To date, there haven’t been many books that have tried to take on industrial music as an entire genre. Sure, there’ve been some excellent books devoted to covering specialist avenues and specific artists such as ‘England’s Hidden Reverse’, Simon Ford’s Throbbing Gristle examination ‘The Wreckers Of Civilisation’ and Alexi Monroe’s analysis of Laibach ‘Interrogation Machine’, but perhaps nothing quite as sweeping as what S. Alexander Reed attempts here with this 360 page book. Charting a history of industrial music is also something of a perilous task because of the loaded nature of the i-word – ‘industrial’ simply carries so many different meanings and significances for different people. Thankfully, Reed choses to focus on ‘industrial’ as a genre tag that’s more culturally constructed than it is a product of essential sonic elements, meaning that ‘Assimilate’ covers everything from early Zoviet France and Industrial Records noise collaging, through to the mid 1990s mainstream crossover of industrial rock like NIN and Ministry and the latter-day merging of EBM with trance and futurepop elements practiced by the likes of VNV Nation and Covenant.
As a critical history of the genre it manages to be both detailed and comprehensive, even if a lot of the terrain and names covered are likely pretty to be pretty familiar reference points for readers by now. There’s the expected links to Situationism and Dadaist art, the looming influences of Marinetti and Guy Debord, Luigi Russolo’s intonarumori, and William S. Burroughs’ deployment of the cut-up aesthetic. While some of the more dense critical analysis occasionally calls to mind an academic thesis more than anything else, it’s refreshingly balanced out by verbal recollections from some of the scene’s pivotal players and an immediacy that reflects Reed’s first-hand perspective as both fan and listener. Indeed, the detailed and revealing back histories of the likes of COUM Transmissions / Throbbing Gristle, Wax Trax!, Skinny Puppy and Clock DVA provide arguably even more context to the sounds these groups spawned than any academic analysis could.
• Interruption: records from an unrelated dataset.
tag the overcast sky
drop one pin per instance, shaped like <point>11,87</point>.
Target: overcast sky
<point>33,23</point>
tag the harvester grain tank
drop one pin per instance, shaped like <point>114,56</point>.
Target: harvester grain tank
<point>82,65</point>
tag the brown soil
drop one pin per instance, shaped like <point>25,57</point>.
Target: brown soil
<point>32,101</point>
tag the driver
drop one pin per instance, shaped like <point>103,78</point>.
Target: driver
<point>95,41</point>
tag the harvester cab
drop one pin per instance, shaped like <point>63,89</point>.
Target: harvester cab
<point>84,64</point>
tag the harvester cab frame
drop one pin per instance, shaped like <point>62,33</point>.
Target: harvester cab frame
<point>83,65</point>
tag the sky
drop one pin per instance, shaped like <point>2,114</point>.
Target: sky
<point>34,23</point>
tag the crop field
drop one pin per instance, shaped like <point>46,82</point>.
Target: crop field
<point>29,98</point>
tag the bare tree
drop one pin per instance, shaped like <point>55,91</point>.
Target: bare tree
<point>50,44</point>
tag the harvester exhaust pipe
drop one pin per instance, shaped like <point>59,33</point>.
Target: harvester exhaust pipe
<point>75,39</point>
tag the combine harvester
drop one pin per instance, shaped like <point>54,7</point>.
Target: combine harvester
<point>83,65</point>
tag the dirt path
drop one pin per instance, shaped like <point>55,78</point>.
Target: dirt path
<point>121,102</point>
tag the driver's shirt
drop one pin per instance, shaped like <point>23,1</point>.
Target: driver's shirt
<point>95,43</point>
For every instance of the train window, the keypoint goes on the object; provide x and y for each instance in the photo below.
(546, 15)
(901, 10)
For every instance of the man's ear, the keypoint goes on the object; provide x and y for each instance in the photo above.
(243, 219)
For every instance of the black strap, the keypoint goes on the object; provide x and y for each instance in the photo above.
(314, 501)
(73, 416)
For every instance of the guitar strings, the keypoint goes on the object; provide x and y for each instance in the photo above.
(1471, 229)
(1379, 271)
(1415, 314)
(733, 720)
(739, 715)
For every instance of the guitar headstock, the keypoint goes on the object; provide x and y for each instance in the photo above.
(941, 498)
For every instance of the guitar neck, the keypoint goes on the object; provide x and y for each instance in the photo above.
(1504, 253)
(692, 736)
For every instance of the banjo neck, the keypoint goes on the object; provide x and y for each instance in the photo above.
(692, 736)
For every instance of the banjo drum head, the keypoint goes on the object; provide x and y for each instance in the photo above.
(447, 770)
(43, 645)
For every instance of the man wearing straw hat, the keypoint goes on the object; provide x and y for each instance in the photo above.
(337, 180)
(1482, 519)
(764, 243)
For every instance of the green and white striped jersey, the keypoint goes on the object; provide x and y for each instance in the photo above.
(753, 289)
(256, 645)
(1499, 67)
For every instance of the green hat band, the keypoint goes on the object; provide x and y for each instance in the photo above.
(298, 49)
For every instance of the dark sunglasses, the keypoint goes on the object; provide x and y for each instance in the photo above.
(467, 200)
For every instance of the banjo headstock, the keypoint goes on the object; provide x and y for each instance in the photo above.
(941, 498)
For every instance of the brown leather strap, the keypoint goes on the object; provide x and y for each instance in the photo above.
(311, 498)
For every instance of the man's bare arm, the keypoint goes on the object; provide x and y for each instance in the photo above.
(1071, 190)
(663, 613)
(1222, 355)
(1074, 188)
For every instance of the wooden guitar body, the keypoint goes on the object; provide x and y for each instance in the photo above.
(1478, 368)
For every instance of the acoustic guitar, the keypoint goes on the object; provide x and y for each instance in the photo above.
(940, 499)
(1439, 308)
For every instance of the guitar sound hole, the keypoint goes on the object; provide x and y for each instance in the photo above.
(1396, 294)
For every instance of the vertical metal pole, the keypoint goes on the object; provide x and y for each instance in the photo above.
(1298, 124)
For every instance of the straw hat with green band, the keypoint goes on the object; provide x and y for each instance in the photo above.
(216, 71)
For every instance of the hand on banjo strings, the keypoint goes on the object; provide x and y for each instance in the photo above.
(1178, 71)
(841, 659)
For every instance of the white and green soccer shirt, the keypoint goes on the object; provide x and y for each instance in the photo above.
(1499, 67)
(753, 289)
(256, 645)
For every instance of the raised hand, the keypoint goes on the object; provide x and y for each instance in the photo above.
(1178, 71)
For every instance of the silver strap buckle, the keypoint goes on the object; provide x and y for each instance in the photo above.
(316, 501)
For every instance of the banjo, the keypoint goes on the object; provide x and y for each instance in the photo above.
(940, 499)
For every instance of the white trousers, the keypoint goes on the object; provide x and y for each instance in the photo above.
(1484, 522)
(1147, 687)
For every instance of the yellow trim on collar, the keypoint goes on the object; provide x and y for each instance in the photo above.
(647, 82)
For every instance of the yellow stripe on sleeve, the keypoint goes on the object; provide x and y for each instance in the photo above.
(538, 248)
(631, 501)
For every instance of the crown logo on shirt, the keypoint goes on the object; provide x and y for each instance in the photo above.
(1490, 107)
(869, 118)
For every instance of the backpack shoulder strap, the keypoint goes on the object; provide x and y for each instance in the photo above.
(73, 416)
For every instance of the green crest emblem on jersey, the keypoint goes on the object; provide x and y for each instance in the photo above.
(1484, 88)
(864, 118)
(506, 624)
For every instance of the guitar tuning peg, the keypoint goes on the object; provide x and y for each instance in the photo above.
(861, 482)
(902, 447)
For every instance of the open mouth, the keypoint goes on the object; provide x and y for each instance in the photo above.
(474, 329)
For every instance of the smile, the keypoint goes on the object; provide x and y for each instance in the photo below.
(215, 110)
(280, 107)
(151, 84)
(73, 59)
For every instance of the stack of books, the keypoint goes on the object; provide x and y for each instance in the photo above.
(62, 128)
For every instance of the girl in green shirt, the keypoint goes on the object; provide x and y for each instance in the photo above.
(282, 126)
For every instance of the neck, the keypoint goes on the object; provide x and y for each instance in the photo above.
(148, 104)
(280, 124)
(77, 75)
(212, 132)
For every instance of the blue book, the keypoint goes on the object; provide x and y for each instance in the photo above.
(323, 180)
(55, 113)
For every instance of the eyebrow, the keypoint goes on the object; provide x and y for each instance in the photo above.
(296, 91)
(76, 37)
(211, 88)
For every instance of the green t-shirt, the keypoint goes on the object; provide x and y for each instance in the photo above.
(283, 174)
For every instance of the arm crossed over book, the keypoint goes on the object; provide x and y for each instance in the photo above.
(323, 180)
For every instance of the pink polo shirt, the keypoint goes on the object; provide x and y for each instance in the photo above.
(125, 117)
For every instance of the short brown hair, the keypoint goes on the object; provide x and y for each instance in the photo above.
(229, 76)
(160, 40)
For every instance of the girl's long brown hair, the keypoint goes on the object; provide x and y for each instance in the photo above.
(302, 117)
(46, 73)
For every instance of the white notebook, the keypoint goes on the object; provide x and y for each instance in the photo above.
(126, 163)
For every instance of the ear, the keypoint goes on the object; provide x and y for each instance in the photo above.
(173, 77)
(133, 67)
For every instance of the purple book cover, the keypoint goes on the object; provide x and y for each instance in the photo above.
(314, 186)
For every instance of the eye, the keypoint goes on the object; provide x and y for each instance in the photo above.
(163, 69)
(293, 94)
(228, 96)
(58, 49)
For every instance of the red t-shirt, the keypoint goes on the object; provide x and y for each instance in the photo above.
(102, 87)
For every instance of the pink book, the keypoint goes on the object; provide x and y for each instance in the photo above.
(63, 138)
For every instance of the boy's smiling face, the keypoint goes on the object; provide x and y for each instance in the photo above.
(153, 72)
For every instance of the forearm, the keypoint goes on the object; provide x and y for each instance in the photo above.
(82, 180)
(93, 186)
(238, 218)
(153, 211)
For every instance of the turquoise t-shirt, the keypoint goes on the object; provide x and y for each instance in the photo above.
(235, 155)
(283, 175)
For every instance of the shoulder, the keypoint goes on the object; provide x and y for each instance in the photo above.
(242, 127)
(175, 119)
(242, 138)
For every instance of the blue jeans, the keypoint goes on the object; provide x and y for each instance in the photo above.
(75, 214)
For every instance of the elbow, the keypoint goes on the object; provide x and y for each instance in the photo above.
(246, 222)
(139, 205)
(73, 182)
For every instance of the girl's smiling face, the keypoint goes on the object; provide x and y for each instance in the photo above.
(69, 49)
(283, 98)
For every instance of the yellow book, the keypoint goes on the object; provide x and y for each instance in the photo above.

Rather than assuming any sort of purist stance about the changing nature of industrial music over the years, Reed manages to make some intriguing points about the contents being shaped by their container, an example being the shift from early tape duplication to seven and twelve inch vinyl that in many ways pushed artists away from sprawling side-long noise collages towards more concise three to six minute ‘tracks.’
The predominance of dance rhythms that came to characterise much of the genre from the mid-eighties onwards is also covered with a similarly non-judgemental stance, and Reed in particular points to the ways in which the limitations of early drum machines and sequencers acted to steer many practitioners of the industrial scene down certain paths. It’s a pity through that while there’s a fair bit of examination of the ways in which the industrial and dance music scenes have frequently merged, there isn’t much of a proper examination of industrial’s influence on hiphop (or indeed a lot of black urban music), apart from the usual cursory (and almost cliched by now) reference to The Bomb Squad’s noisy production for Public Enemy.
For a book that examines notions of identity, body and gender in industrial music, it’s also surprising that there aren’t more contributions from female artists here, in fact the chapter titled ‘Feminine Gothic’ focuses predominantly on Skinny Puppy’s appeal to a female demographic more than anything else. It would have been fascinating to hear more about the likes of Meg Lee Chin, Sow, Atari Teenage Riot’s Hanin Elias, Diamanda Galas and Gudrun Gut, all of whom have had close associations with the groups covered here. Still, these small gripes aside, ‘Assimilate’ is more notable for what it does manage to cover with its ambitious reach, rather than what it omits.
Regardless of whether your personal definition of ‘industrial’ happens to be SPK or Stabbing Westward, you should enjoy this book.